The NSA spying on citizens
Edward Snowden brought to light the issue of governmental agencies spying on members of the public. The Foreign Intelligence Surveillance Court (FISA Court) gave orders, which mandated that, a certain company under the control of Verizon turn over their call records. When this information was brought to light, there was great public outcry. Many American citizens and foreign nationals were reasonably concerned.
The information garnered is for both landline and mobile phones. This is a concern for members of the public, who bring their cell phones wherever they are going. Through the device, the government can track anyone.
The Information garnered from this ‘spy cell’ includes the length of the calls you make and receive, and metadata stored on the phone and its chip. What may also be unbelievable to some is possible. The agency is able to track your phones location even if it is turned off. However, even more unbelievable is that they can remotely turn on your cell phone’s microphone, so that your conversations can be recorded, worrying indeed. It is plausible that even foreign nationals that are suspected of a crime can be targeted. However, there is no evidence to prove this theory.
After the first leak, it was later revealed that not only phone records were being accessed by the agency, but also online communication. This Internet spying on Google, Yahoo, Facebook, and Microsoft users means that millions are being affected. These companies are widely used. With the increased use of these sites, many are comfortable in sharing certain sensitive information with business associates, family and friends. Unfortunately, information shared in jest or in all seriousness can be used against you.
Members of the government, including the president, have defended the NSA spying program. They have said that it is constitutional and cites a number of Acts, to which any concerned citizen can refer. The measures taken are considered logical and appropriate, because they provide protection to all citizens from any plans that potential terrorists may be forming.

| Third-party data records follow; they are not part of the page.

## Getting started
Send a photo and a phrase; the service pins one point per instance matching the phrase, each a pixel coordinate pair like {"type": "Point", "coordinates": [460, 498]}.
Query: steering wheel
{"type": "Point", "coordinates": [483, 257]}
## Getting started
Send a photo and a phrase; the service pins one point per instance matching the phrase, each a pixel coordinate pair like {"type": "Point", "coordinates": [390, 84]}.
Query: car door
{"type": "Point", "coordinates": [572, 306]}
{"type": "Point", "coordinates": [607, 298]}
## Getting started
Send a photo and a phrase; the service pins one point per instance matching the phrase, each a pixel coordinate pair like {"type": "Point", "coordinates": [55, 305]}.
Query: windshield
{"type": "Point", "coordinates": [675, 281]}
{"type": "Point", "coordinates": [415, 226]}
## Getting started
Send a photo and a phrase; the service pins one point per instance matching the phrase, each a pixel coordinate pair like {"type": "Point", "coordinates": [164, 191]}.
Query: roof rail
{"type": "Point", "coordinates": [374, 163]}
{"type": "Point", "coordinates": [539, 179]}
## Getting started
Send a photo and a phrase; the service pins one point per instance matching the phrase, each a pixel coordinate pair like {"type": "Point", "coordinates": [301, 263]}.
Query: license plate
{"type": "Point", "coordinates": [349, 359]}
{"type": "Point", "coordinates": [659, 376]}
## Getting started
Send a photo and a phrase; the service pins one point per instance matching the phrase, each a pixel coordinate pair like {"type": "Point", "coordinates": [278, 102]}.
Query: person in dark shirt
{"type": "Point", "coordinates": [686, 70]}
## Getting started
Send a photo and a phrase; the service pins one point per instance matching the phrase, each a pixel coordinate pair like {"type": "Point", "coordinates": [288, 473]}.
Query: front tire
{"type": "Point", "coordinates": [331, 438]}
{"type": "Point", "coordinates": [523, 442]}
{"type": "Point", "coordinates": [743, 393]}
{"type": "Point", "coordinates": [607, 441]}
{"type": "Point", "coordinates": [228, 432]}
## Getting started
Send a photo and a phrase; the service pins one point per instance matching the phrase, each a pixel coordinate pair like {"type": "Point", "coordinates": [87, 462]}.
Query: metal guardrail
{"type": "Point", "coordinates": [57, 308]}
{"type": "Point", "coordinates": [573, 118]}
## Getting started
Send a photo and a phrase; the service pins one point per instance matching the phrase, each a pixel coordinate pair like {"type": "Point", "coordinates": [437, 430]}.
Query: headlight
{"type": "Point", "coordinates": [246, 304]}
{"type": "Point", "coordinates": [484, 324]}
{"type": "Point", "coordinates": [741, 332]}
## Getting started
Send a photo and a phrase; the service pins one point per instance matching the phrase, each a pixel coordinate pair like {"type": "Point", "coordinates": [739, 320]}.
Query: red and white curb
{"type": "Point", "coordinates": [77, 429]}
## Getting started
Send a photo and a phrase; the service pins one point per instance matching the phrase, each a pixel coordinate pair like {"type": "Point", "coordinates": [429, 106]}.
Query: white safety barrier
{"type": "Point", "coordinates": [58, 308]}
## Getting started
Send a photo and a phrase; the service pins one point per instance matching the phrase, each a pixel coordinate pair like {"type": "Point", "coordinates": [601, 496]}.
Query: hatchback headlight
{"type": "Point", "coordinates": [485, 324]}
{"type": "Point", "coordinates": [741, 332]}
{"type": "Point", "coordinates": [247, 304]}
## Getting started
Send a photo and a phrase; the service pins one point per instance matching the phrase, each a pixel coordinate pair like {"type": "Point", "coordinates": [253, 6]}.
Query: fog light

Here are a few questions to consider about the NSA spying program
- If you have no plans of committing a crime, why should you be worried? The fact is that much sensitive information is shared on the web. Including sensitive business related information of major corporations. Since some NSA workers have already proven that they will use their power indiscriminately, we should all be concerned.
- Are our civil liberties more important than the government’s strategy to protect its borders and citizens from a terrorist attack? Benjamin Franklin’s statement is quite appropriate at this juncture. “Any society that would give up a little liberty to gain a little security will deserve neither and lose both. This is a good quote to end any discussion on the NSA spying controversy.